Le chemin du Grésy, situé dans la zone Chailly, large de six mètres, ne comportait que sept places de stationnement balisées en "zone bleue avec macaron M", toutes situées sur le tronçon se trouvant à son extrémité nord. Le service des routes et de la mobilité de la ville de Lausanne ayant constaté que de nombreux automobilistes stationnaient tout le long du chemin sans gêner la circulation a proposé, afin de gérer au mieux l'occupation du domaine public et par souci d'équité et d'égalité de traitement à l'intérieur de la zone, d'y réglementer le parcage et de créer quinze places de stationnement supplémentaires réparties sur toute la longueur du chemin.

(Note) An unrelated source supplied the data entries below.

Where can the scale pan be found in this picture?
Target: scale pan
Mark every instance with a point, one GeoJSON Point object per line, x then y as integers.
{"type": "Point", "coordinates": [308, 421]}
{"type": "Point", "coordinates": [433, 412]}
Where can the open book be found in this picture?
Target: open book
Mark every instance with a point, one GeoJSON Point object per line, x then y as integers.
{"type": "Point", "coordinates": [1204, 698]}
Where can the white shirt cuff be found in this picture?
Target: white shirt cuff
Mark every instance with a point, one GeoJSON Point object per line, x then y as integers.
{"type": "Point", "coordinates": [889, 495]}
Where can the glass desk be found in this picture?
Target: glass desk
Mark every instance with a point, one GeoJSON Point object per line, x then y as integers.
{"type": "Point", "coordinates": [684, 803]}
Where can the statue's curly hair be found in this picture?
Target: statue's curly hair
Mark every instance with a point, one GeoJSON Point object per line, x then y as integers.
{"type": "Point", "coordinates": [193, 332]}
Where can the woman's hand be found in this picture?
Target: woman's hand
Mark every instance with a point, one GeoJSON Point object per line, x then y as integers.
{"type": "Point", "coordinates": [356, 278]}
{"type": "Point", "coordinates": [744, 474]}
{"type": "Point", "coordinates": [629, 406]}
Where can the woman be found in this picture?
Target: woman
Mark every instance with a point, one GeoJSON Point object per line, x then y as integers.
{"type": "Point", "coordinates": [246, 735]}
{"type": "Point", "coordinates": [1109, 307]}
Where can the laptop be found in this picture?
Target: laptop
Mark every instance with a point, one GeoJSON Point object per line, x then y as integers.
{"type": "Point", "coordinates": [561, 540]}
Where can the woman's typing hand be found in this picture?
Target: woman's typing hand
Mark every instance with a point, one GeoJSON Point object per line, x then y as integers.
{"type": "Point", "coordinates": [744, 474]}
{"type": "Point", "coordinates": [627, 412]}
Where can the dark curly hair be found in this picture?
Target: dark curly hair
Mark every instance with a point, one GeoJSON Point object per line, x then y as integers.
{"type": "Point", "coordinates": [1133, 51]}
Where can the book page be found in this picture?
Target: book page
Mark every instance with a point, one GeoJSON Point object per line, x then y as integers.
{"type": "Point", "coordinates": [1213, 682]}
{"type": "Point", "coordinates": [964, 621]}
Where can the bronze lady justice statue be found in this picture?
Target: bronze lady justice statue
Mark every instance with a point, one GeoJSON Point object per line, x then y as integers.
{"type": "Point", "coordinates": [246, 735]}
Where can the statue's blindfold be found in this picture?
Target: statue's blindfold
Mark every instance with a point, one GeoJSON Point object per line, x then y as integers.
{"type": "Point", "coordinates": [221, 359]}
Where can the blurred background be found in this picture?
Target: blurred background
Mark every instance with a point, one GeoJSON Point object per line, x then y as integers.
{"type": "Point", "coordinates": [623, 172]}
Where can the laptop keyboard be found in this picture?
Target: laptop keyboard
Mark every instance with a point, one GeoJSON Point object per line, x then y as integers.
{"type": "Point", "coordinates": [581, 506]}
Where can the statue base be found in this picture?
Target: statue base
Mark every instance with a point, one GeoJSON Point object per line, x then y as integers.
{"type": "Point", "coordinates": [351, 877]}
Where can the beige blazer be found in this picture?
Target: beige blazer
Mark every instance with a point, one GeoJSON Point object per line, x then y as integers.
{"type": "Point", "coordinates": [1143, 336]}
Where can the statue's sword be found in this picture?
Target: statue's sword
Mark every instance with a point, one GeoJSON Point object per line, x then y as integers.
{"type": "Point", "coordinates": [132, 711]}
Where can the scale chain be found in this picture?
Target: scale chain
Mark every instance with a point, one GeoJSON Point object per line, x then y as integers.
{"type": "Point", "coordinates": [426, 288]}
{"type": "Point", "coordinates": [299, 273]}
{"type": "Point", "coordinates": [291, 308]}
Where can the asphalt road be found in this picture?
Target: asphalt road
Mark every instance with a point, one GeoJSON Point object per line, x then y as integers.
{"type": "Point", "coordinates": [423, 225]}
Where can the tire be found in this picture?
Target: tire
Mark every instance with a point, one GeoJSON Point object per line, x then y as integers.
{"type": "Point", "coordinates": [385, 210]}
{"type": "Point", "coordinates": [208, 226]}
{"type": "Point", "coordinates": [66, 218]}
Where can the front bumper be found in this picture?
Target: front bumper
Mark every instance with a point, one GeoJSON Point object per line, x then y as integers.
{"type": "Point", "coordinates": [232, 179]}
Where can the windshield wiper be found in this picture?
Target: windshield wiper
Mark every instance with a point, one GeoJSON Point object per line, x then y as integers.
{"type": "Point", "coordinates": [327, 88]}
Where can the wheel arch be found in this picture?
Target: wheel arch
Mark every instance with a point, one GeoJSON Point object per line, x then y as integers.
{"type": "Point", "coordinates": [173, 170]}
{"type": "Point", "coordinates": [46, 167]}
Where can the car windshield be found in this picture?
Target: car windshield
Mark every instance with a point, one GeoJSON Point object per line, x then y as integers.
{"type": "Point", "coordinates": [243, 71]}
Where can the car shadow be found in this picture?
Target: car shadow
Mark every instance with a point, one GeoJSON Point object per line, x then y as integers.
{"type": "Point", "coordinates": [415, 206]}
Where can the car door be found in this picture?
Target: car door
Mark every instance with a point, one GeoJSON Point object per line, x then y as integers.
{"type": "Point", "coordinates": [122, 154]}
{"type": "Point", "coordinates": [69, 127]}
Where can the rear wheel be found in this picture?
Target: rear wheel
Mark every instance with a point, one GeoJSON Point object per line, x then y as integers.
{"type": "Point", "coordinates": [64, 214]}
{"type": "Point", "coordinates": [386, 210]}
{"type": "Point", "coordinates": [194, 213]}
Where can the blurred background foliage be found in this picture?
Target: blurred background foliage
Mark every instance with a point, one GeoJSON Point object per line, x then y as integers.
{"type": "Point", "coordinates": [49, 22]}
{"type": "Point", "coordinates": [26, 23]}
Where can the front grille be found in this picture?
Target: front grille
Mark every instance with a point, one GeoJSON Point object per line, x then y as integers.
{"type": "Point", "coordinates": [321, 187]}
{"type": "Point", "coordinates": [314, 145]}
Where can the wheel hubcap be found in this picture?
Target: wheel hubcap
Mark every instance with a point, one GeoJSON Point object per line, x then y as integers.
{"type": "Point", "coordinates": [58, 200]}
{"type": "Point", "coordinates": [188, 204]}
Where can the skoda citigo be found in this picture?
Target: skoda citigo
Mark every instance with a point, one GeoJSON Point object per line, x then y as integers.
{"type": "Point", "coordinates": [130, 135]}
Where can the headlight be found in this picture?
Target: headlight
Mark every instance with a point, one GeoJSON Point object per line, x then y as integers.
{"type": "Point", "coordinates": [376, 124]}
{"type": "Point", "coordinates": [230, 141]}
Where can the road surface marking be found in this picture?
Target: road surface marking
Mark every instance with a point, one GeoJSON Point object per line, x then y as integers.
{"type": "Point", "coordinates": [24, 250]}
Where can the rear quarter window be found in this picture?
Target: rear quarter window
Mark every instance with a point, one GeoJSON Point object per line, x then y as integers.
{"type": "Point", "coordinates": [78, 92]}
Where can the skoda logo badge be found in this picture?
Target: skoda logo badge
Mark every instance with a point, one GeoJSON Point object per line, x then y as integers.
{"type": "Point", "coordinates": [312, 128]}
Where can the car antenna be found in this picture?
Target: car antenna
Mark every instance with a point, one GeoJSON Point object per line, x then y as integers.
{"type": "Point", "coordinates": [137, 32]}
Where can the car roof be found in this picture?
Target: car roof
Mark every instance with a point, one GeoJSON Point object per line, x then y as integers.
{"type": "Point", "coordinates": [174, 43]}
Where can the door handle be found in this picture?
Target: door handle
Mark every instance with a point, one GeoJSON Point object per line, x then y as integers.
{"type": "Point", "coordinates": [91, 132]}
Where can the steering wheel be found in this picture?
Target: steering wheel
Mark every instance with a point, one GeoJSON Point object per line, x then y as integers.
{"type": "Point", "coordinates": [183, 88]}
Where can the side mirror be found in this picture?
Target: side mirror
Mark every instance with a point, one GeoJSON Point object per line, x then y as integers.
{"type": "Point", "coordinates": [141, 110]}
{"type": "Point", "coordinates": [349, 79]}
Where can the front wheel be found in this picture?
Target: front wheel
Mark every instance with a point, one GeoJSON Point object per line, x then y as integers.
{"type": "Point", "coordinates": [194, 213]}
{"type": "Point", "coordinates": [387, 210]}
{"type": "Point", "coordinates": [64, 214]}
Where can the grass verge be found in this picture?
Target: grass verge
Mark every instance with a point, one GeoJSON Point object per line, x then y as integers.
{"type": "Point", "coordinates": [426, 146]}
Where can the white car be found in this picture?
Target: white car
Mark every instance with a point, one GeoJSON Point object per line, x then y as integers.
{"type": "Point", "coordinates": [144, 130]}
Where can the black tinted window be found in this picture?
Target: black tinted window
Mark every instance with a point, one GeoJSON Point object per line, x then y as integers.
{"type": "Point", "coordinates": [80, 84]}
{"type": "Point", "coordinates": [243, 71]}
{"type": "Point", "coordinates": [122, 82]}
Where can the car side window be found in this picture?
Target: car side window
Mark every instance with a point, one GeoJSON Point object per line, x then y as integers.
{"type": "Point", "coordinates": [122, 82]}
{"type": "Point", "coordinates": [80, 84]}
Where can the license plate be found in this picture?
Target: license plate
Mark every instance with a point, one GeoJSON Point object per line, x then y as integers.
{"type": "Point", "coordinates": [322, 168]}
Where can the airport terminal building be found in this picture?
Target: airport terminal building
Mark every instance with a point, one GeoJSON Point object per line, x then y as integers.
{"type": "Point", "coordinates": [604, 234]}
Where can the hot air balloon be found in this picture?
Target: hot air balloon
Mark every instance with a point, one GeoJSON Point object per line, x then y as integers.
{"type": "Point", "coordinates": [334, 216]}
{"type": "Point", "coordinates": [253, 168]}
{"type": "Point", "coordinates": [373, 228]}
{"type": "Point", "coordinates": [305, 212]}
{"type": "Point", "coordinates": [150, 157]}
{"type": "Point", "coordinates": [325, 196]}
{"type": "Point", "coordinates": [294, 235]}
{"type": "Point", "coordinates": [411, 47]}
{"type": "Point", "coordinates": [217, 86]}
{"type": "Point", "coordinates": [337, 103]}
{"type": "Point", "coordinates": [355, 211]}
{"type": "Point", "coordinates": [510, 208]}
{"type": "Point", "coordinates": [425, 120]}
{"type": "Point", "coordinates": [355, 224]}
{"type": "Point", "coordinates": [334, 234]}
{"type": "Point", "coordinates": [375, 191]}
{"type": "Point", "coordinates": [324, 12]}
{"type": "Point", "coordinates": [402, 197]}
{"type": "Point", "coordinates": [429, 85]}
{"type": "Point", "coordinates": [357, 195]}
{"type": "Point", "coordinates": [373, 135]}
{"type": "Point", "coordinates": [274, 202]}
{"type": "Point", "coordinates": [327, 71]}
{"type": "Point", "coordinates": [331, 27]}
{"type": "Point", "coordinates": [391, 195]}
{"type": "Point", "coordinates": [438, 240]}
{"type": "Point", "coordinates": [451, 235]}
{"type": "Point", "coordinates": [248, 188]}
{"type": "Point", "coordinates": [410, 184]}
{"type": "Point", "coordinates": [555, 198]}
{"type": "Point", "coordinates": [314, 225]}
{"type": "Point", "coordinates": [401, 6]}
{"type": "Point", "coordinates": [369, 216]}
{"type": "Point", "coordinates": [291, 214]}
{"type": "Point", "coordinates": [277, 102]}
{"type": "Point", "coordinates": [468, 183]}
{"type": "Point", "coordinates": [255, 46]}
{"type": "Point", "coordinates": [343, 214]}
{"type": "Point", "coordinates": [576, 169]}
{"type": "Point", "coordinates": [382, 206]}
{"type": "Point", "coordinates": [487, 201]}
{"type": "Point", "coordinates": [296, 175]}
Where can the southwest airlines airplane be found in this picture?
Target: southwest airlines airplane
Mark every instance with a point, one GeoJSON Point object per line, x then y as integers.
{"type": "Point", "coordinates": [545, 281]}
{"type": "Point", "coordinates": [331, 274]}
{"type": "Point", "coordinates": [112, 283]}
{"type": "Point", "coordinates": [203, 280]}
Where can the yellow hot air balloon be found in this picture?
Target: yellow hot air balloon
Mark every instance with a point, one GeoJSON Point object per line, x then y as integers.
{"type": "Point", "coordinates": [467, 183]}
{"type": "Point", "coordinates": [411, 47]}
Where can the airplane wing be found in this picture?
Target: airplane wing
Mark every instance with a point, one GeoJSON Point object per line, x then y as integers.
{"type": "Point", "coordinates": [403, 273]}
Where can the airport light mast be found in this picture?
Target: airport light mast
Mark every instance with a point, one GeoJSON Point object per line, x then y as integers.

Par décision du 1er septembre 2005, publiée dans la FAO du 27 septembre 2005, au chapitre des prescriptions et restrictions spéciales concernant le trafic routier, la municipalité de Lausanne a ainsi prévu dans le chemin du Grésy la création de 15 places de parc au moyen du signal OSR 4.18 "Parcage avec disque de stationnement" zone bleue, sauf autorisation M. Plusieurs habitants du quartier ont formé des oppositions contre cette mesure.
B. Par acte posté le 16 octobre 2005, M. et Mme René Kellerer, Mme Susanne Fell, Mme Catherine Fell et M. et Mme Jean-François Longchamp, habitants du chemin du Grésy, ont recouru contre cette décision auprès du Tribunal administratif. Ils estiment que la création de places de parc et la mise en zone à macarons dans le chemin du Grésy ne répond à aucun besoin actuel ou nécessaire et demandent que la mesure envisagée soit complètement réexaminée. Ils expliquent que les propriétaires des villas bordant le chemin se sont toujours parqués devant leurs maisons sans gêner la circulation et que ce chemin est utilisé essentiellement par les résidants et leurs visiteurs, aucun pendulaire ou personne étrangère au quartier ne s'y parquant durant la journée. Ils critiquent en outre la disposition des places de parc, notamment la disposition alternée qu'ils estiment inutile et dangereuse, surtout pour les nombreux enfants du quartier. Ils soutiennent que la mesure envisagée n'a pas sa raison d'être dans un quartier de villas mais va surtout compliquer la circulation et les manoeuvres quotidiennes, vu le manque de visibilité à la sortie de certains garages.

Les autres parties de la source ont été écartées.